US jobless claim applications jumped to their highest level in almost four years last week, reports the AP, the latest sign that the labor market is softening. The number of Americans filing for unemployment benefits for the week ending Sept. 6 rose 27,000 to 263,000, the Labor Department reported Thursday. That's the most filings since the week of Oct. 23, 2021, and well above the 231,000 new applications that economists forecast. Weekly applications for jobless benefits are considered a proxy for layoffs and have mostly settled in a historically low range between 200,000 and 250,000 since the US began to emerge from the COVID-19 pandemic nearly four years ago.
Despite last week's increase, layoffs remain relatively low by historical measures and hiring has weakened, a trend that economists describe as "no hire, no fire." Earlier this week, the Bureau of Labor Statistics issued a massive preliminary revision of US job gains for the 12 months ending in March, further evidence that the labor market hasn't been as strong as previously thought.
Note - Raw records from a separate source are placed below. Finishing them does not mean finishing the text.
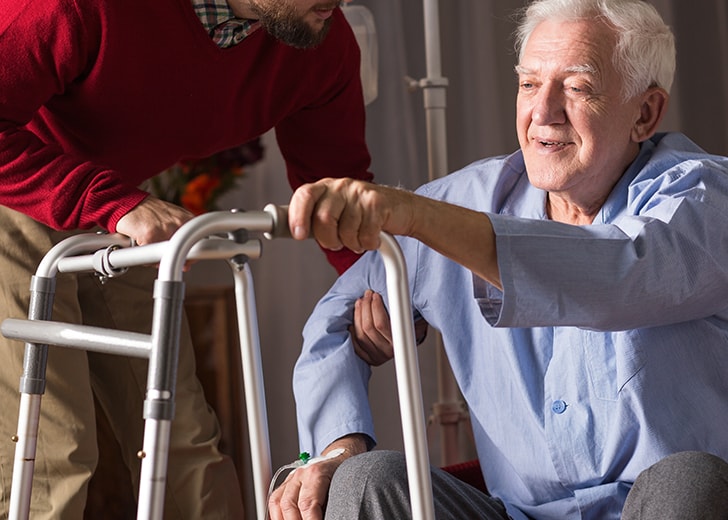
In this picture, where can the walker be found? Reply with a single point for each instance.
(216, 235)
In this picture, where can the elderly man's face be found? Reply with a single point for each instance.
(573, 126)
(300, 23)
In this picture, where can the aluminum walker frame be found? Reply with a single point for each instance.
(199, 239)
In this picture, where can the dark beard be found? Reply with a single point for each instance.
(283, 23)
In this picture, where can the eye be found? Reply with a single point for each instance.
(526, 85)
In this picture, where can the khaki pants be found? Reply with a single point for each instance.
(201, 482)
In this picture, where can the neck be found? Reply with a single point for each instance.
(560, 209)
(241, 9)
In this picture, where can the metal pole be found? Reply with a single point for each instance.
(448, 409)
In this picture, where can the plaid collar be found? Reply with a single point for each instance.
(221, 24)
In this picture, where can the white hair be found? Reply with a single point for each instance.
(645, 50)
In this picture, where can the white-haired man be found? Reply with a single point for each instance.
(580, 287)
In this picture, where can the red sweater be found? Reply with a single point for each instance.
(98, 95)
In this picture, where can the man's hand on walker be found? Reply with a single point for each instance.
(371, 331)
(153, 220)
(348, 213)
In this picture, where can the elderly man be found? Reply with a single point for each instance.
(580, 287)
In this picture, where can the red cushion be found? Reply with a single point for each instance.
(468, 472)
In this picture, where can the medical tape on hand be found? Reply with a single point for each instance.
(304, 459)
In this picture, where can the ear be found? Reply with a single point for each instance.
(653, 106)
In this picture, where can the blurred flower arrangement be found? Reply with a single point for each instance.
(198, 184)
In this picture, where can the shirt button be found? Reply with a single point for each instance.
(558, 406)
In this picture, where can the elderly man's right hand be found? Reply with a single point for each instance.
(304, 493)
(153, 220)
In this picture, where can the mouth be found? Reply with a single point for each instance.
(324, 14)
(325, 11)
(551, 145)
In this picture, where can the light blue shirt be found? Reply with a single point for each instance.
(606, 350)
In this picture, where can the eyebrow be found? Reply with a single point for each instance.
(574, 69)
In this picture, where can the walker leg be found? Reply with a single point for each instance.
(32, 387)
(159, 403)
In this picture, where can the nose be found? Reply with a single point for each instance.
(548, 105)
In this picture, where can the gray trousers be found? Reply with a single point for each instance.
(684, 486)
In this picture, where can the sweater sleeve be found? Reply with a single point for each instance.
(52, 49)
(327, 138)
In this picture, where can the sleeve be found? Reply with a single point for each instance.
(327, 139)
(51, 49)
(663, 261)
(330, 381)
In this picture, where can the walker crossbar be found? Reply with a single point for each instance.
(198, 239)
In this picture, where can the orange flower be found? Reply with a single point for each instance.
(198, 192)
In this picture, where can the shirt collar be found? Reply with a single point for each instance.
(220, 22)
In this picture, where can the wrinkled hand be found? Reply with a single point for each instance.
(372, 331)
(304, 493)
(153, 220)
(350, 213)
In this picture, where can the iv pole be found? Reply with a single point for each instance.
(449, 410)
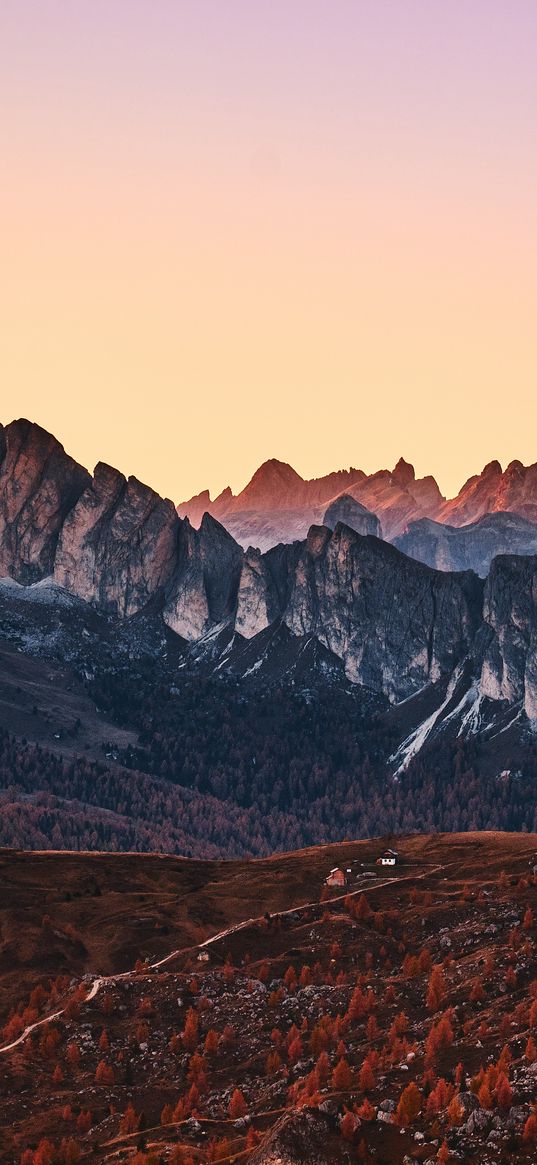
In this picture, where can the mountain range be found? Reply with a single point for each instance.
(459, 652)
(280, 506)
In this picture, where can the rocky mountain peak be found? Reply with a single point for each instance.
(403, 472)
(274, 485)
(39, 487)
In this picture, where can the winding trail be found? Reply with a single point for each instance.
(104, 980)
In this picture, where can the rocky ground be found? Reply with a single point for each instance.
(205, 1011)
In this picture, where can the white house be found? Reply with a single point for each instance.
(388, 858)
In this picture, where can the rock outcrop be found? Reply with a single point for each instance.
(449, 548)
(352, 513)
(394, 622)
(513, 489)
(203, 590)
(305, 1137)
(280, 506)
(39, 487)
(509, 669)
(118, 548)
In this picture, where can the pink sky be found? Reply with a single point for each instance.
(241, 230)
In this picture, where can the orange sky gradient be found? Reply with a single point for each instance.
(304, 231)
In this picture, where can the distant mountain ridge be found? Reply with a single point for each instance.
(280, 506)
(390, 622)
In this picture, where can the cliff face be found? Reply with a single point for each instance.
(39, 487)
(513, 489)
(118, 545)
(280, 506)
(395, 623)
(203, 590)
(449, 548)
(352, 513)
(509, 669)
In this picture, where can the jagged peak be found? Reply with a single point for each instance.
(403, 472)
(492, 468)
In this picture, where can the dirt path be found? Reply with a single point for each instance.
(104, 980)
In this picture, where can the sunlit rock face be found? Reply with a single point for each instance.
(355, 515)
(119, 544)
(39, 487)
(509, 669)
(394, 622)
(513, 491)
(204, 586)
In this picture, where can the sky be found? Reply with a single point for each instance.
(234, 230)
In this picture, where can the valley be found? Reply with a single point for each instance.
(210, 1011)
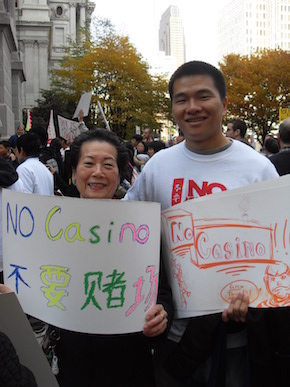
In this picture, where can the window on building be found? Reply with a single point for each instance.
(59, 10)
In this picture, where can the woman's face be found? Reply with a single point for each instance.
(97, 173)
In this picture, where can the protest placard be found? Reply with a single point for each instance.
(230, 242)
(68, 129)
(84, 265)
(84, 104)
(15, 325)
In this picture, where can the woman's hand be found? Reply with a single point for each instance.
(238, 309)
(156, 321)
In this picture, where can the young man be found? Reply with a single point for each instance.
(205, 162)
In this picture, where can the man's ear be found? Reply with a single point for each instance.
(237, 132)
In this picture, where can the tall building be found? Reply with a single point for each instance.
(171, 35)
(43, 27)
(247, 25)
(11, 71)
(32, 36)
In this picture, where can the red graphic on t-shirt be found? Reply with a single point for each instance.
(194, 190)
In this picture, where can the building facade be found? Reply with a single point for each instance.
(32, 36)
(171, 35)
(11, 70)
(43, 27)
(247, 25)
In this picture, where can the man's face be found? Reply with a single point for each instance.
(278, 285)
(198, 111)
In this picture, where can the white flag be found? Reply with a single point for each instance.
(51, 128)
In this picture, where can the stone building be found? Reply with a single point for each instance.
(11, 70)
(32, 36)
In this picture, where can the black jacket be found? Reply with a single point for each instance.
(8, 175)
(268, 348)
(12, 373)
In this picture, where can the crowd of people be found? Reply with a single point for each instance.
(220, 349)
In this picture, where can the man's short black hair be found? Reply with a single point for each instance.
(199, 68)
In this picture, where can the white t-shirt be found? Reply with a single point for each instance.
(177, 174)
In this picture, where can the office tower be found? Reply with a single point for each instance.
(248, 25)
(171, 35)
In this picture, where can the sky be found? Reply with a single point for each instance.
(140, 21)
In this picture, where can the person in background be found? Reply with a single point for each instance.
(204, 163)
(8, 179)
(142, 157)
(281, 160)
(237, 130)
(13, 139)
(82, 125)
(7, 153)
(271, 146)
(148, 135)
(100, 161)
(135, 140)
(154, 147)
(34, 174)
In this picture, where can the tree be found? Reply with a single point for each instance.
(257, 86)
(110, 66)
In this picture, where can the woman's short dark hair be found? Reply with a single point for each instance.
(101, 135)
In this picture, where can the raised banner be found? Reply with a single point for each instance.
(82, 264)
(235, 241)
(68, 129)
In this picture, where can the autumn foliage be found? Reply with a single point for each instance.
(109, 65)
(257, 86)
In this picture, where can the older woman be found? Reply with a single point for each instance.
(99, 161)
The BLS' revised figures showed that US employers added 911,000 fewer jobs than originally reported in the year ending in March 2025, with the biggest weakness coming from the leisure and hospitality sector, professional and business services, and retail. The report showed that job gains were tapering long before President Trump rolled out his far-reaching tariffs on US trading partners in April.
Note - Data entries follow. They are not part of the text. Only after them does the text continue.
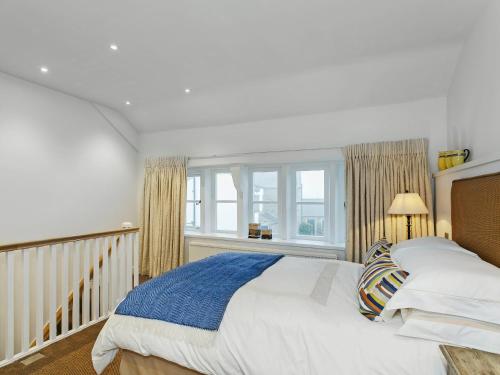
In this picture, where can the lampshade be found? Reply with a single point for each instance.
(408, 204)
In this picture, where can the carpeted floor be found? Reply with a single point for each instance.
(78, 363)
(70, 356)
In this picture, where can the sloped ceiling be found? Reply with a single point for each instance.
(242, 60)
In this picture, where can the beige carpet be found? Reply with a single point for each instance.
(78, 362)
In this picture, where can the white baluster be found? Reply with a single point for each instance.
(9, 345)
(114, 273)
(52, 292)
(129, 265)
(25, 341)
(64, 289)
(86, 282)
(136, 259)
(121, 267)
(39, 300)
(95, 283)
(75, 321)
(105, 278)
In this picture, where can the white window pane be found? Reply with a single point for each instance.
(197, 187)
(265, 186)
(310, 219)
(190, 214)
(310, 186)
(225, 187)
(227, 216)
(193, 188)
(197, 215)
(266, 214)
(190, 189)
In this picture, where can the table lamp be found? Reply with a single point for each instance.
(408, 204)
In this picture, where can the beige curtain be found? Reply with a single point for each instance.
(375, 173)
(163, 215)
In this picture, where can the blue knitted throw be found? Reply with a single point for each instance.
(197, 293)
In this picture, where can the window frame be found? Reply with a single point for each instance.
(196, 173)
(280, 196)
(292, 215)
(214, 202)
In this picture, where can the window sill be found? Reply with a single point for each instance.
(309, 244)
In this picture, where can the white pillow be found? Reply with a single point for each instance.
(447, 282)
(436, 243)
(451, 330)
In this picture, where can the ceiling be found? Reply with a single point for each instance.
(243, 60)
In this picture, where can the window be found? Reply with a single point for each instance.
(264, 199)
(226, 204)
(296, 201)
(193, 202)
(310, 203)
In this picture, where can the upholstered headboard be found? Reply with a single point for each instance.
(475, 215)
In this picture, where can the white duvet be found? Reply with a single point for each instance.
(299, 317)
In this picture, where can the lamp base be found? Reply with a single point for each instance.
(408, 225)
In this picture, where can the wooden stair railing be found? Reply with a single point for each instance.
(46, 327)
(27, 275)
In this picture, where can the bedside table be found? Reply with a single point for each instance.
(464, 361)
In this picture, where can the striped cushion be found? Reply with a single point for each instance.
(378, 248)
(378, 283)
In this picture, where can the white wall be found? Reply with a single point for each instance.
(64, 169)
(474, 96)
(423, 118)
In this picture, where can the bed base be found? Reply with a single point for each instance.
(136, 364)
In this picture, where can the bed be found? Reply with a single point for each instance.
(301, 317)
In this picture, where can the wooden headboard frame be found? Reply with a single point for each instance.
(475, 215)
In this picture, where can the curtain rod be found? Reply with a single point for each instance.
(215, 156)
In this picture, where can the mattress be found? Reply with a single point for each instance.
(299, 317)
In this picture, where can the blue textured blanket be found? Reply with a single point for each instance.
(197, 293)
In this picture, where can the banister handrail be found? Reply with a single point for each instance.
(53, 241)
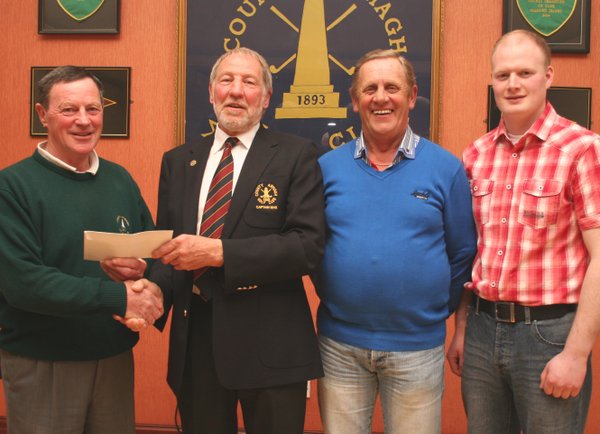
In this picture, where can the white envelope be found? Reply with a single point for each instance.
(102, 245)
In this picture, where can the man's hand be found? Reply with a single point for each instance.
(122, 269)
(191, 252)
(563, 375)
(456, 350)
(144, 304)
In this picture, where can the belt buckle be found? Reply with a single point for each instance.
(511, 311)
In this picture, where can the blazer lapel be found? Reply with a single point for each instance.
(194, 171)
(263, 149)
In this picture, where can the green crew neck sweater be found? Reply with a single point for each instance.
(53, 304)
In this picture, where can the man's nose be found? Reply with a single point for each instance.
(82, 116)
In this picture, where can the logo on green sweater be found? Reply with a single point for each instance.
(123, 224)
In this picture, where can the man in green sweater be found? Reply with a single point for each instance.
(67, 363)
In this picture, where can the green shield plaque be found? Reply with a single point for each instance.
(79, 10)
(546, 16)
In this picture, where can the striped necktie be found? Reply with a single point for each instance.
(218, 201)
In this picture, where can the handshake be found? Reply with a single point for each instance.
(144, 298)
(144, 305)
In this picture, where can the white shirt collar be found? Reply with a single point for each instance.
(94, 160)
(245, 138)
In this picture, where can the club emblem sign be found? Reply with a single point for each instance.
(79, 10)
(311, 47)
(547, 16)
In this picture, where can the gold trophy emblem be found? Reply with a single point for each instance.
(311, 95)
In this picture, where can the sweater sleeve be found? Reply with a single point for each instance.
(26, 283)
(460, 235)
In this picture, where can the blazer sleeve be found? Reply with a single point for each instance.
(297, 247)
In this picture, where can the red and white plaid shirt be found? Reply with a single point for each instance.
(531, 201)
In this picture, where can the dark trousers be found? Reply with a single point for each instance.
(207, 407)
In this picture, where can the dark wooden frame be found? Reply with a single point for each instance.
(53, 20)
(573, 37)
(117, 87)
(574, 103)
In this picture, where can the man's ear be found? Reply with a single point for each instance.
(41, 111)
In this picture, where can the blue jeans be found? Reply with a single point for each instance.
(410, 383)
(501, 378)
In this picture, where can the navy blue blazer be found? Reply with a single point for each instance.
(263, 333)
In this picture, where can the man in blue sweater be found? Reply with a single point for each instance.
(401, 241)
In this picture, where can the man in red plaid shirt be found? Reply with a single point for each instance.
(530, 316)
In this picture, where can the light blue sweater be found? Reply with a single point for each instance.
(399, 249)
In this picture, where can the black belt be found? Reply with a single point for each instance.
(507, 311)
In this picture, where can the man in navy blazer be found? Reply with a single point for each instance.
(253, 340)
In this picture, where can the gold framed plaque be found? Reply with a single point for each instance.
(78, 16)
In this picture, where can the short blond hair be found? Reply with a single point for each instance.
(533, 37)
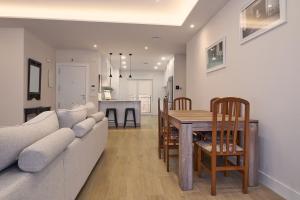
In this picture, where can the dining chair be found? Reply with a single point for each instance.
(160, 133)
(182, 103)
(226, 124)
(170, 135)
(203, 135)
The department issues the revisions every year, intending to better account for new businesses and ones that had gone out of business. Final revisions will come out in February 2026. The updated figures came after the agency reported Friday that the economy generated just 22,000 jobs in August, well below the 80,000 economists were expecting. Also last week, the government said that US employers advertised 7.2 million job openings at the end of July, fewer than economists had forecast and the first time since April of 2021 that there were more unemployed Americans than job postings.